Why History is Important

The Devil's Arithmetic by Jane YolenI was recently browsing in a book store, and couldn’t help overhearing the conversation between a mother and her teenage daughter right next to me.  The daughter was looking for a new book to read, and her mother was offering guidance on the titles she thought would interest her daughter.

The daughter picked up Jane Yolen’s The Devil’s Arithmetic.

That’s an amazing book, I thought to myself.

But when the teenager showed it to her mother, the woman said, “Oh…  Um, that’s about the Holocaust.”

The daughter looked down at the book.

“Do you know about the Holocaust?” the mother asked.

“No,” the daughter said.

“You don’t want to,” the mother said.  She took the book from her daughter’s hands and placed it back on the shelf.

I was speechless.  I may still be, but I’m going to attempt to gather my thoughts and respond to this experience here because it involves both history and literature, and those are two subjects I’m pretty passionate about.

History first.  I know that most everyone has heard the saying that “those who forget history are doomed to repeat it.”  But sadly, that’s become a white-noise aphorism in spite of that fact that it is very, very true.  Making sure that no one remembers the Holocaust is a precondition to perpetrating it, or something like it, again.

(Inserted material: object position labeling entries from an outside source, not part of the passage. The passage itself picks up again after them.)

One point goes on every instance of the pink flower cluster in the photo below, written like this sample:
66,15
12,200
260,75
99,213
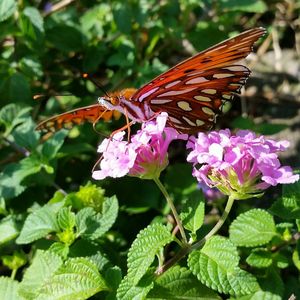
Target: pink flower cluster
145,156
243,164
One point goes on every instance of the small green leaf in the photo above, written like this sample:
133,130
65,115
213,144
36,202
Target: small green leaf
180,283
192,214
129,291
253,228
66,218
7,9
260,258
65,38
216,266
43,266
19,89
37,225
9,289
253,6
92,225
288,206
25,135
52,145
144,248
12,115
9,229
78,278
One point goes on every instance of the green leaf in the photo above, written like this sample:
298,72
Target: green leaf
288,206
180,283
254,6
7,9
260,295
129,291
192,214
253,228
12,115
25,135
19,89
37,225
35,17
52,145
9,289
78,278
92,225
144,248
66,218
65,38
260,258
43,266
60,249
122,16
216,266
8,229
13,175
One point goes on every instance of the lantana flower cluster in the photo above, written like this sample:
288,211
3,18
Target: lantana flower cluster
145,156
243,164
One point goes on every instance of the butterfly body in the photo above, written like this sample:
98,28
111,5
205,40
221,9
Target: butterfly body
192,92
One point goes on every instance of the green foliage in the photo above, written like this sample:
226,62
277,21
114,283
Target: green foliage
64,237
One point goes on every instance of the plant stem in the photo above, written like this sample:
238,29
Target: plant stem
187,248
218,225
171,204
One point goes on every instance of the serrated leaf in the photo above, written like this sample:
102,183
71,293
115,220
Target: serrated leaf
252,228
259,258
25,135
260,295
192,214
78,278
180,283
8,229
7,9
9,289
52,145
216,266
128,291
37,225
43,266
92,225
144,248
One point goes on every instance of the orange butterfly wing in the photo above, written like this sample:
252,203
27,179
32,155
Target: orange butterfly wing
91,113
193,92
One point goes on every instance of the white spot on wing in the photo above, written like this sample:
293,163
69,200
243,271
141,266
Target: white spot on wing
160,101
208,110
174,93
199,122
209,91
188,121
197,80
184,105
148,93
222,75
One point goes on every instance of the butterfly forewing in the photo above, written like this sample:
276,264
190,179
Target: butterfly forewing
91,113
193,92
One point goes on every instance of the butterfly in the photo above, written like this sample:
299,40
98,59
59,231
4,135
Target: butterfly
192,92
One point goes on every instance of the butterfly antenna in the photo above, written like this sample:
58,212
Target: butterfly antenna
96,82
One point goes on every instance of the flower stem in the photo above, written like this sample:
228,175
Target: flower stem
171,204
218,225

We cannot allow those events to be forgotten.  Understanding how Hitler was able to marshal an entire nation and incite such violence and hatred is critical if we are to safeguard our society against such men in the future.  Hitler’s genocidal campaign against the Jewish people and his war against Europe did not spring up overnight.  Those “final” atrocities represented the culmination of years of calculation, strategy, and propaganda.  The record of Hitler’s social, political, and military agenda offers us a thorough list or warning signs if we choose to look at it.  Averting our eyes from it because it is uncomfortable is simply not an option.  But that is exactly what the mother in the bookstore chose to do.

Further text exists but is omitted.